Change of Basis For Pauli Matrix From Z Diagonal to X Diagonal Basis

[bohrpiphi]

I want to find a matrix such that it takes a spin z ket in the z basis,

$| \; S_z + >_z$

and operates on it, giving me a spin z ket in the x basis,

$U \; | \; S_z + >_z = | \; S_z + >_x$

I would have thought that I could find this transformation operator matrix simply by using the following argument:

$U \; | \; S_z >_z = | \; S_z >_x$

$_z< S_z \; | U \; | \; S_z >_z = _z< S_z \; | \; S_z >_x$

Therefore, elements of U are given by the inner product $_z< S_z \; | \; S_z >_x$

However, to compute the inner product $_z< S_z \; | \; S_z >_x$ , I need to know $| \; S_z >_x$, which is exactly what I am trying to find.

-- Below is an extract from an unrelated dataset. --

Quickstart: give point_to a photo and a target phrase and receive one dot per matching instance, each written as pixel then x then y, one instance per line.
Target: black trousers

Where is my misunderstanding?

I have shown that the matrix given by the inner products $_z< S_z \; | \; S_x >_z$ gives the matrix:

$\begin{matrix} 1/\sqrt{2} & 1/\sqrt{2} \\ 1/\sqrt{2} & -1/\sqrt{2} \end{matrix}$,

which cannot be correct, since $_z< S_z \; | \; S_x >_z \neq _z< S_z \; | \; S_z >_x$.

However, starting in the x basis and calculating $| \; S_z >_x$ shows that the above matrix works. I imagine this is not a coincidence, but it seems to be implying that $| \; S_z >_x = | \; S_x + >_z$.

This is not a homework question.

 

[bohrpiphi]

I also just realized that this should have been posted in the Advanced Homework section.